The museum displays early 20th-century and earlier Norwegian domestic life, regional log architecture, agricultural and fishing equipment, and historical tools. Guided tours are available for visiting groups.

==Vikevatnet==
Vikevatnet is a lake located about 1.5 km northwest of Sørvika. Vikevatnet is formed by various small brooks from nearby fens, but mainly from its main water source from Vollstadheia. The outgoing stream/river, known as "Sørvikelva", ends by the coast of Sørvika. This river was earlier populated by salmon and sea trout, but vanished because of the lack of continuous heavy water stream and earlier pollution. Vikevatnet is a popular fishing destination for families or fishing enthusiasts from all around Harstad Municipality and other nearby areas. The main population of fish consists of trout, Arctic char, and some freshwater eel (Anguillidae).
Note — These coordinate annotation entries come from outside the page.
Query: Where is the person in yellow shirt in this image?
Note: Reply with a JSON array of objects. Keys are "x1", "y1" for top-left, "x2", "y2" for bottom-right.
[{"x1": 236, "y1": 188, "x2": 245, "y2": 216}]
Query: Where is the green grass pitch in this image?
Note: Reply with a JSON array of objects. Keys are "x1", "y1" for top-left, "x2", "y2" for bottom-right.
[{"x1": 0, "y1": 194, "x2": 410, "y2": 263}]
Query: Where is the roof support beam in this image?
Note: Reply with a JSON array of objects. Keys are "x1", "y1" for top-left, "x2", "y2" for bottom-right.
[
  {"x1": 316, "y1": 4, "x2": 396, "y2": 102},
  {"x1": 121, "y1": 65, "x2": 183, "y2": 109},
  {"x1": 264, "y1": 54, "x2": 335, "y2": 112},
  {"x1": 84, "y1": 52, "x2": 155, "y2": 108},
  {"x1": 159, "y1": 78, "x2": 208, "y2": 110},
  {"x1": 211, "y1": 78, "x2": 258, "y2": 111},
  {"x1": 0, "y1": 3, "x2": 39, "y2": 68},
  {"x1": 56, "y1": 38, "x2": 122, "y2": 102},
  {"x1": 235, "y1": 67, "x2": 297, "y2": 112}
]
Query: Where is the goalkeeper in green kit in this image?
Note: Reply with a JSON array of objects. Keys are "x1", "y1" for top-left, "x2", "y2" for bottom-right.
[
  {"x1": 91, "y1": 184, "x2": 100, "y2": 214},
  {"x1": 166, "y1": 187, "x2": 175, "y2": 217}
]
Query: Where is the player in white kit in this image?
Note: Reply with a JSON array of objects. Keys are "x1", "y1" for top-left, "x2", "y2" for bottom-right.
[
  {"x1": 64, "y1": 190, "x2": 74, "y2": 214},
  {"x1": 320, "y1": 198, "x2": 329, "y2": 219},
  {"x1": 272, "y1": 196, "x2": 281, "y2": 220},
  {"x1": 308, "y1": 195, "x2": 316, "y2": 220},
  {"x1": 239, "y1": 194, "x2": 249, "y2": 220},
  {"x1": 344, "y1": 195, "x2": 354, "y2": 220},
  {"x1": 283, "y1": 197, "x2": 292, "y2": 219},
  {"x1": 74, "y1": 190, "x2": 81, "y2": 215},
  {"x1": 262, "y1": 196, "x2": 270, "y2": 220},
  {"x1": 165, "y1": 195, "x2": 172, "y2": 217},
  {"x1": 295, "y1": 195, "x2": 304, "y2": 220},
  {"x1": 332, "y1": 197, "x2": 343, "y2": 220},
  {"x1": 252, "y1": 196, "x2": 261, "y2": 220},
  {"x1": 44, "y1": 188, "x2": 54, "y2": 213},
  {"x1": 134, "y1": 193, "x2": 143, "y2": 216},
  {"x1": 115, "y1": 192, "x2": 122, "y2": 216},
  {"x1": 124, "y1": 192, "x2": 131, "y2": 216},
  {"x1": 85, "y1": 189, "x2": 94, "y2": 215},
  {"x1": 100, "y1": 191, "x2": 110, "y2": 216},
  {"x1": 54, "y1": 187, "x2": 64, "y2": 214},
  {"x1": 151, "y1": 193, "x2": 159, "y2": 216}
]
The surrounding properties are mainly owned by local farmers or other landed property. The lake is also a very popular bird destination, and you can often see rather rare (for this area) birds in this area including swan, black-throated loon, dipper, snipe, Eurasian curlew, Eurasian whimbrel, northern lapwing, and a variety of freshwater ducks and grebe birds.

Vikevatnet in summer.
The most common guest of the waters is the Vikevatnet trout.

==Metal community==
Sørvika is locally known as a "metal-community". The heavy metal music movement is connected to the youth of the village. There have been several well-known bands that have their roots in the village. Examples are Cat Eye (who will soon sign their first record with a German company), Flame Thrower (who won Norway's biggest amateur rock-contest Rock Mot Rus in 2005), Eternal Silence, and Monkey Business.